When the German people gave their Leader a mandate to guide their destiny in 1933, and this decision has been confirmed by overwhelming demonstrations again and again, so that National Socialism is entitled to keep criticism, which it has never fought shy of, within proper limits, Germany was on the brink of a communist revolution. She was in economic, social and other troubles of a worse nature than other countries have experienced, least of all the Allied states. In foreign affairs, Germany’s position was so difficult that the whole discipline of the people was required to overcome each crisis. Can one demand in such times that every contemporary should, without any mandate from others, have the right to criticise this or that measure?

In quiet periods, public disputes as to opinion may even be stimulating, in times of trouble, they are dangerous, and a responsible State leadership cannot permit this. The German people decided clearly for National Socialism, and there is no further justification for continuing a campaign of press criticisms.

One sometimes hears the question as to why propaganda and people’s enlightenment is necessary now that Germany has become National Socialist. With as much justification, one might assert that we are all in favour of understanding between the nations, and can, therefore, drop the subject. If this is done the idea is forced into the background, and people appear who are not so sure of the need for understanding as the silent believers in this idea.

National Socialism was victorious because it made the people politically active, bringing the burning questions of the day before the Man in the Street, making the results of his attitude clear to him, and persuading him to work for a principle, and not merely to think about his own business. It wishes to say the same as Baldwin did in his last important speech as Prime Minister when addressing the youth: “So I say take an interest in Government.” The danger of the people losing interest in public life, or, if left to themselves, of lending their ears to false prophets and sensational rumours is too great. Rumours or false reports were never better described than in the prologue to Henry IV:

I, from the orient to the drooping west,
Making the wind my post-horse, still unfold
The acts commenced on this ball of earth:
Upon my tongues continual slanders ride,
The which in every language I pronounce,
Stuffing the ears of men with false reports.

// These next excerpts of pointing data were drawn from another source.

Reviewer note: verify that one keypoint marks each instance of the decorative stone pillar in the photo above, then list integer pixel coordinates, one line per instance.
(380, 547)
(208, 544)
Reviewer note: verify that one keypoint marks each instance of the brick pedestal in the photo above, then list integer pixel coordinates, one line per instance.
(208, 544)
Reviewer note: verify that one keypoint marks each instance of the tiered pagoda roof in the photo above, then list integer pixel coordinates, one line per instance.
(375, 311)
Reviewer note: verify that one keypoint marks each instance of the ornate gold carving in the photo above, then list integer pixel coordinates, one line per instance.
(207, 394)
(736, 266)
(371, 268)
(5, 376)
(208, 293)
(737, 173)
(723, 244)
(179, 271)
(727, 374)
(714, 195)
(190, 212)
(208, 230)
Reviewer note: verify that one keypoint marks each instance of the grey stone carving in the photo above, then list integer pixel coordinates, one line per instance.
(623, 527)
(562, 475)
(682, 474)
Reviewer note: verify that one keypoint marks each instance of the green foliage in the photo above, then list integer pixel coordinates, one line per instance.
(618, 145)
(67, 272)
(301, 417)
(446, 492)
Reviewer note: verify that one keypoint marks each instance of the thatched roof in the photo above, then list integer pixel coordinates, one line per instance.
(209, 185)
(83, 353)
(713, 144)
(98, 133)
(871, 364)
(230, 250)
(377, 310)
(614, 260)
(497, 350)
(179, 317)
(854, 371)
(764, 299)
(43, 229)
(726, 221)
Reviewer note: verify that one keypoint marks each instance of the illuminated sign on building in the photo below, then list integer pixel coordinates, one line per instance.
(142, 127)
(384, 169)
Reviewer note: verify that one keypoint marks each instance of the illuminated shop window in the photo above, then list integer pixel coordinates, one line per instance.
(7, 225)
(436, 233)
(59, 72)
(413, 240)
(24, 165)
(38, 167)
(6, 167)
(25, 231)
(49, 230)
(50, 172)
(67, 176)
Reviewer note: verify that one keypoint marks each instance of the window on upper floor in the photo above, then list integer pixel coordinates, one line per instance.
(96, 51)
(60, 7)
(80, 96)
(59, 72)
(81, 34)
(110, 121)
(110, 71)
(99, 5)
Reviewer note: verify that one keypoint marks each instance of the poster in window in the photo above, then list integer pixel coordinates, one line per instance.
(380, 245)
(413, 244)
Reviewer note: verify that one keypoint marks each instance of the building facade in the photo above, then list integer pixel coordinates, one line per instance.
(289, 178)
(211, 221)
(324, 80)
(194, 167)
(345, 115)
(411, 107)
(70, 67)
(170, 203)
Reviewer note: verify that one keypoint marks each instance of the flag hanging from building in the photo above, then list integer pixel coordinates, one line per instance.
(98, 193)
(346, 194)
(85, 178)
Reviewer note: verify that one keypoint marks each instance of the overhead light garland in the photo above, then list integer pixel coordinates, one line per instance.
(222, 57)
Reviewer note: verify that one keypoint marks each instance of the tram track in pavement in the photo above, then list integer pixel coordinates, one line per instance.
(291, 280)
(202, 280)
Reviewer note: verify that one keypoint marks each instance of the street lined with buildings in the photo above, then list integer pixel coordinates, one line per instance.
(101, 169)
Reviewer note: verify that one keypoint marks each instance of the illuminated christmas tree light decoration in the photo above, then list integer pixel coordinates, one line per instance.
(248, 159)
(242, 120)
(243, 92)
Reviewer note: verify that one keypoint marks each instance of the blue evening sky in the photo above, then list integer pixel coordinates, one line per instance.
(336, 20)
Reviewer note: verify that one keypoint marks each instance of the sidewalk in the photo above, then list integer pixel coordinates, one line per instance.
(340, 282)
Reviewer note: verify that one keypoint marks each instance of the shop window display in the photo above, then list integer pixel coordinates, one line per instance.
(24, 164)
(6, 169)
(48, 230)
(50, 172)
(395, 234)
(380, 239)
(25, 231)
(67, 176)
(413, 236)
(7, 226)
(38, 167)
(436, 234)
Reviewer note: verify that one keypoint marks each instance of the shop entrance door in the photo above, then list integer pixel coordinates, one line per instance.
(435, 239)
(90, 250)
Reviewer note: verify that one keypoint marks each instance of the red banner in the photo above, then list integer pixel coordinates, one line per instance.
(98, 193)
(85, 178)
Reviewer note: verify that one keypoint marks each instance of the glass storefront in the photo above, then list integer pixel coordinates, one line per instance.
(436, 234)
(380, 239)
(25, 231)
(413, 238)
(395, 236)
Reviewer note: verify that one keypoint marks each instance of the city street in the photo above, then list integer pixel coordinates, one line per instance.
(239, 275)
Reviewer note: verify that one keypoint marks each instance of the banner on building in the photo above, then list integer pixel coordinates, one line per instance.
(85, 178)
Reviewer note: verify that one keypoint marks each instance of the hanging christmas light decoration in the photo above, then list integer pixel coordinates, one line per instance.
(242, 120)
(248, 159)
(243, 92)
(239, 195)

Rumour can only be brought to an end by enlightenment. The object of this work of enlightenment is not, however, to talk at people until they agree with everything, or to keep everything they should not know from them. The German people, taken on an average, are much too well educated, too interested, and too thoughtful to allow themselves to be persuaded to accept something they do not want. It would be bad tactics, doomed to failure, if one were to speculate on the ignorance or limitations of the masses. If they are ignorant they should be enlightened. In this sense, propaganda is an educational work. It cannot be left to accident to decide what sources lead to the formation of the individual’s conclusions, and on this account what is of importance in the life of the nation is to be brought to him. We do not only learn at school, after all, but also in life afterwards. But bad teachers in politics have often caused the greatest misfortunes. That is what the work of enlightenment of National Socialism wishes to prevent. People are to be instructed, and, especially they are not to be allowed to doze again, but to maintain an inner participation in the fate of the nation, and not to forget that each individual is a responsible link in the great community the German people represent.